TL;DR
This paper introduces a novel reservoir model space for multivariate time series representation and a modular RC framework, demonstrating improved accuracy and speed over existing methods in classification tasks.
Contribution
It presents an unsupervised RC-based approach for MTS representation and a flexible framework for classification, outperforming existing methods in accuracy and efficiency.
Findings
The reservoir model space yields better representations than previous RC methods.
The proposed framework achieves superior classification accuracy on benchmark datasets.
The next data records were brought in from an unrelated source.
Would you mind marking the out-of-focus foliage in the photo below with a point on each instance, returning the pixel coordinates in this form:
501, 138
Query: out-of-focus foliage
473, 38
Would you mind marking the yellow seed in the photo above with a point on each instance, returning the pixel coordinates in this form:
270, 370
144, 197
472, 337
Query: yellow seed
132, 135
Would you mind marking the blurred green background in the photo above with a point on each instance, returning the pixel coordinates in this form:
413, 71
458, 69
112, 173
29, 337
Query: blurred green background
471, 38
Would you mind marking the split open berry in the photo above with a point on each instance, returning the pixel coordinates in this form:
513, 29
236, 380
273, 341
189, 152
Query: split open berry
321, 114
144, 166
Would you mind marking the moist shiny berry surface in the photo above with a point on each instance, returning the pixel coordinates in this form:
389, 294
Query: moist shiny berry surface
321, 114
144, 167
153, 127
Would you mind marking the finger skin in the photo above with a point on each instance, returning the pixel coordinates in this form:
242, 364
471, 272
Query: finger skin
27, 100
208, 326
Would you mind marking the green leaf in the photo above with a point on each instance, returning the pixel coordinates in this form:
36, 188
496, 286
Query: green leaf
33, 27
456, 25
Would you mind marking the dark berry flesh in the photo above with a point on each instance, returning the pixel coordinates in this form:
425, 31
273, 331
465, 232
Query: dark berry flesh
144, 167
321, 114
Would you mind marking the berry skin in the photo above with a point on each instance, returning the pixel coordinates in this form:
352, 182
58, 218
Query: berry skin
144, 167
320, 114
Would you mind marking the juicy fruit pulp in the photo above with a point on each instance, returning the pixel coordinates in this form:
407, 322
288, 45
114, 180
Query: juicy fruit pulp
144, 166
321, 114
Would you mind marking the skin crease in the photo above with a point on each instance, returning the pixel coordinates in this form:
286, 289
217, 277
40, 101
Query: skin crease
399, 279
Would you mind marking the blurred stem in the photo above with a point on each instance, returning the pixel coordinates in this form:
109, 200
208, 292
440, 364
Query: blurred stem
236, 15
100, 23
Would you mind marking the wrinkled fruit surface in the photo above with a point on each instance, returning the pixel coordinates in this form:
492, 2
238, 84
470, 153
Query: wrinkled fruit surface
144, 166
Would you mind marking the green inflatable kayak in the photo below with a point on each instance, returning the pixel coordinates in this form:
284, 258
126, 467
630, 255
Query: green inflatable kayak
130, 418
RC classifiers are significantly faster while maintaining or improving accuracy.
Abstract
Classification of multivariate time series (MTS) has been tackled with a large variety of methodologies and applied to a wide range of scenarios. Reservoir Computing (RC) provides efficient tools to generate a vectorial, fixed-size representation of the MTS that can be further processed by standard classifiers. Despite their unrivaled training speed, MTS classifiers based on a standard RC architecture fail to achieve the same accuracy of fully trainable neural networks. In this paper we introduce the reservoir model space, an unsupervised approach based on RC to learn vectorial representations of MTS. Each MTS is encoded within the parameters of a linear model trained to predict a low-dimensional embedding of the reservoir dynamics. Compared to other RC methods, our model space yields better representations and attains comparable computational performance, thanks to an intermediate…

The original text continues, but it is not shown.